Events | Mechanical Engineering

ME 100/200 Seminar on "Flexible Composite Structures"

May 14, 2012
Speaker
Dr. Thomas Murphey, Kirtland Air Force Base
Location
ESB 1001
Type
Seminar
Abstract:  The Deployable Structures Thrust Area at the Air Force Research Laboratory, Space Vehicles Directorate maintains an active in-house and contracted research portfolio in the field of deployable space structures. Much of this research focuses on structures and materials that can be elastically folded to allow spacecraft payloads to be compactly packaged for launch and subsequently unfolded on orbit for systems up to 100’s of meters long. This presentation will focus on recent progress in using carbon fiber composites in these structures. Composite materials are used as thin flexures in these structures and interesting and unexpected results have been observed. Failure modes common in traditional structures are suppressed leading to unprecedented elastic fiber compressive strains of 2.5% and extreme fiber constitutive behavior nonlinearities. The talk will present new testing and modeling techniques and results developed specifically for thin composites. Bio:  Dr.
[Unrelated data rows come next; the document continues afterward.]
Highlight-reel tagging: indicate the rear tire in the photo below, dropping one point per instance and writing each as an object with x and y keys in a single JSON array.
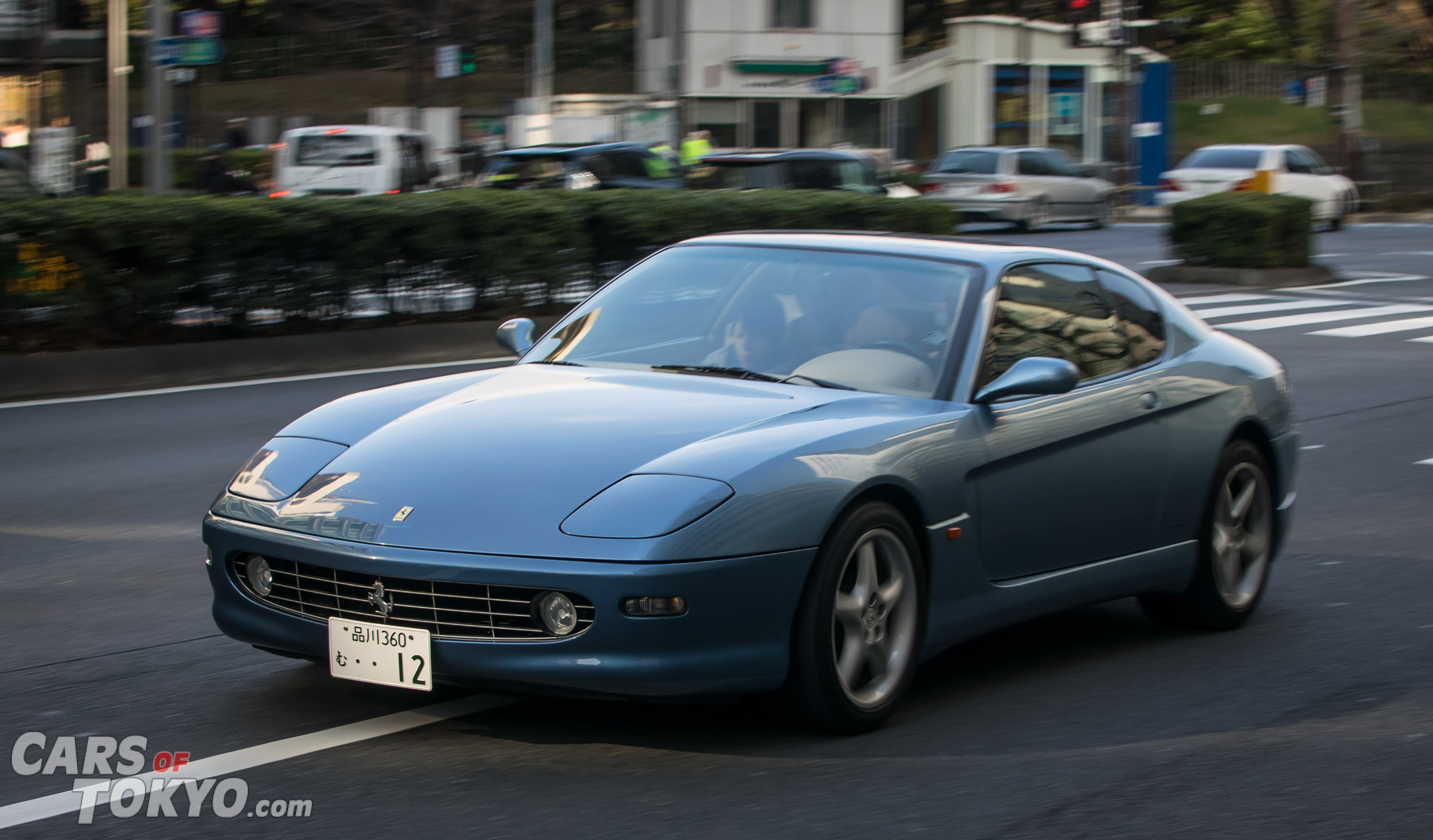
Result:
[
  {"x": 1236, "y": 548},
  {"x": 860, "y": 624}
]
Thomas Murphey received his BS from Cal Poly Pomona in 1996 and his MS and PhD from the University of Colorado at Boulder in 2000, all in mechanical engineering. Dr. Murphey’s dissertation examined the nonlinear elastic behavior of wrinkled thin films for membrane apertures. From 2004 until 2010 he led the Deployable Structures Thrust Area at the Air Force Research Laboratory, Space Vehicles Directorate. He now serves as the Integrated Structural Systems Group Technology Advisor. Current research interests include tensioned precision structures, diffractive optic structures, reconfigurable RF structures, flexible composite structures, high strain materials, large deployable structures, and CubeSat deployable structures. Dr. Murphey holds 6 patents, has 6 patents pending and has authored or co-authored over 50 publications.